I am not new to drawing birds but I am very much someone who has put my artistic career on the backburner to make room for other focuses. My recent years have been spent working within nature conservation in warden roles at some pretty special reserves around the UK. I have been privileged to have had close encounters with many breeding birds and would take the opportunity where I could to make sketches in the field between periods of intense monitoring. But I had gotten rusty and felt that I was not yet where I wanted to be in my artistic career. I wasn’t new to the concept of drawing moving subjects or working in the elements and I was ready to get stuck into a focused week of drawing. I was perhaps more than a little naïve in thinking that it would be easy…
This week has pulled me in every direction a person can be pulled! At times, I felt as brittle as the charcoal I was holding in my hand! To have eyes cast over your progress each day was originally a daunting prospect but it was incredibly motivating to have people notice things in your work that you have missed and will you to try new things to lift your work. There were overwhelming moments amongst all the mini revelations where it felt like I had forgotten how to draw! I think to be fully committed to this week you have to be someone who is okay with baring your soul and I definitely did that! I came here to push myself as an artist and I think in order to fully embrace something as unique as this, there is an element of stripping everything back and forgetting momentarily what you already know.
Similarly, I have become very used to being by myself when I am sketching. Coming into a group of other working artists suddenly felt like a lot of pressure. At first it took all my focus not to compare my work to others’. As the week moved forward, this feeling fell away. Being surrounded by other artists working was exciting. Watching other ways of working taught me so much about myself and the way I work.
Watching the way others choose their palette, hold their brush or push their pencil around the paper. We were all sitting within the same landscape observing the same subjects but the marks on our pages were often unrecognisably different. It was so refreshing to me.
The tutors were incredible all week. The investment they gave to each person in turn was inspiring. To see their happiness as people made realisations and revelations in their work throughout the week was in itself a motivation to keep growing. The guidance given by working artists was so invaluable and isn’t something I have ever been lucky enough to get before now.

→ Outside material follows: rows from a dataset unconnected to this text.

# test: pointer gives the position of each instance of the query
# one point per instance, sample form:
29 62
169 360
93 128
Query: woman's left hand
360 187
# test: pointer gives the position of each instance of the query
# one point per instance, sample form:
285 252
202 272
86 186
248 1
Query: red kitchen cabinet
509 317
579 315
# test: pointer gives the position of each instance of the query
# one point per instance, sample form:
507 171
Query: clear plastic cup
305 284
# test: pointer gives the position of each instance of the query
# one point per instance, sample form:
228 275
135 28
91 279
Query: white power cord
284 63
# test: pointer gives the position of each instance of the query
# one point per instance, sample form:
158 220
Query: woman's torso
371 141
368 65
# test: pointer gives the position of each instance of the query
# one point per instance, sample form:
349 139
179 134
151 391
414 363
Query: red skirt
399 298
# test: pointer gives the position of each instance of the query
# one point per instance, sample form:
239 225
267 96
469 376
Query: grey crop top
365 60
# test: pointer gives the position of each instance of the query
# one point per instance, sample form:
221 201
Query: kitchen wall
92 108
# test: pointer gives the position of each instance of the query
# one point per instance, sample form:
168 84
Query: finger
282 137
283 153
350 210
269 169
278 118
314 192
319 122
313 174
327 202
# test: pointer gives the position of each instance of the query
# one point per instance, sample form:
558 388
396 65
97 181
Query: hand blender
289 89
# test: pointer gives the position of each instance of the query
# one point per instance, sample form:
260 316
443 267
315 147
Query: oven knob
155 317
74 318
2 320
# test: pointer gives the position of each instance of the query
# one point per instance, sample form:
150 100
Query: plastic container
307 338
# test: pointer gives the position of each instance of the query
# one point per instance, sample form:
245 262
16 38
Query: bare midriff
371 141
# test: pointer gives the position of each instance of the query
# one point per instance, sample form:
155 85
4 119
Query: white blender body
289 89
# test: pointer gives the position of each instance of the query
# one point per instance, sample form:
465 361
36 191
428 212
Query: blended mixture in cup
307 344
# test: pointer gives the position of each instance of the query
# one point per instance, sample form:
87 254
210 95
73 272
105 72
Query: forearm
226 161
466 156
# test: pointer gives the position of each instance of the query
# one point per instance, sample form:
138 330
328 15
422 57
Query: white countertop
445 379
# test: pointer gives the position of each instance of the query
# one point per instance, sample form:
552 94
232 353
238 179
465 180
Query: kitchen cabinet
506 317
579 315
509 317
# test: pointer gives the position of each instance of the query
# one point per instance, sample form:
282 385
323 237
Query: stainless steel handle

Coming away from this week I have learnt to embrace the struggles of drawing in the field. To be able to step back and change something about how you are working is an important thing to remember when things aren’t going right. I have learnt to be unafraid of using different mediums to express texture, energy or light. I have always loved the simplicity of line and can get too focussed on continuity but adding something different or changing the way you use your tools can introduce something unexpected. The thing that gives me the biggest smile is the connections I have made from being around other artists working in the field. It has been heartening to be carried along on tough days by the positive words of others.